As for concrete implementation, I’ve seen platforms where Terraform scripts executed from Github Pipelines by a Github App provisioned data plane for the domain team. That pipeline can provision all necessary resources in shared warehouse, create DBT project automatically, register labels for billing purposes, prepare monitoring and alerting infrastructure and much more. IaaC approach really helps with such tasks. With all accounts and permissions in place, it is much easier for domain team to define their own Fivetran pipes, spin up DBT models and have instant impact on business.

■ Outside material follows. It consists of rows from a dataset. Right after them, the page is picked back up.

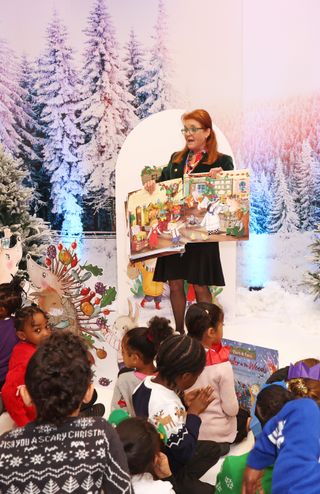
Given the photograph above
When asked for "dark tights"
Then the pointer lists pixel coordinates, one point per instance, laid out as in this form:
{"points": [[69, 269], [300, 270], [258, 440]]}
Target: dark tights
{"points": [[178, 300]]}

Less bottlenecks, faster delivery
Decentralization brings faster deliver. No longer is the central data team a blocker for introducing new changes. I’ve seen companies where different teams could build pipelines in other domains over a centralized platform. Although this removed a bottleneck and resulted in faster delivery — the long term consequences were detrimental. All the data had to pass through a central data lake which eventually became a data swamp. Pipelines were vastly different and used code-level hacks due to lack of understanding of a bigger picture. Four different methods of dumping data to S3, all in one repository? Please, don’t do it.
With domain teams it is less likely that people from other domains would like to contribute to places managed by your domain. Domain code uses domain-specific vocabulary so it is easier for people to understand what is going on. And all this compounds to less struggle when building new functionalities or fixing existing ones.
Central governing body
Teams work in silos not only due to technological limitation. Another major factor is that they don’t talk to each other, they don’t share ideas. And even if they do, it is on some abstract, artificial layer — like weekly tech presentations. Don’t get me wrong, this is definitely a move in right direction. Though I am a person who believes in direct action — and watching presentation on technical nuances implemented by one of the teams have little impact on my daily efficiency.
With governing body, teams establish common patters that have impact on all teams. They are free to discuss problems they face with domain-specific infrastructure and get advice from people across the company.
Shared parts of the system are well thought and interfaces are established to suit all. If existing interfaces don’t work, we can get input from many engineers on what is the best option to move forward. The decisions may evolve over time — at some point warehouse may not be enough and we will need a way to standarize things over Kafka topics, S3 data formats and bucket structure or machine learning model export format. I encourage teams to discuss any format or infrastructure decision they make — even if this applies to an internal data product. If you consider introducing new platform or storage, chances are other domain also discussed this. This might be a good opportunity to convince infrastructure team to provision yet another shared service for all domains to use if needed.
We’ve seen many reasons why data mesh is superior to central data platforms and I hope you get why I both support clients to introduce them and help them set them up. As any tool or framework, it is not a definite answer to every problem but definitely is a huge leap forward — possible mostly due to cloud and SQL. You should now understand that this is not a specific tool or platform, rather architecture or even philosophy to follow with your data projects.
Even though microservice architecture is omnipresent, there are still monolithic projects out there. The most important rule is not to over-engineer things. If you have a small data team and just a few use cases, deploying data mesh is not for you. Of course, being inspired by it is not a bad thing. Going overboard is.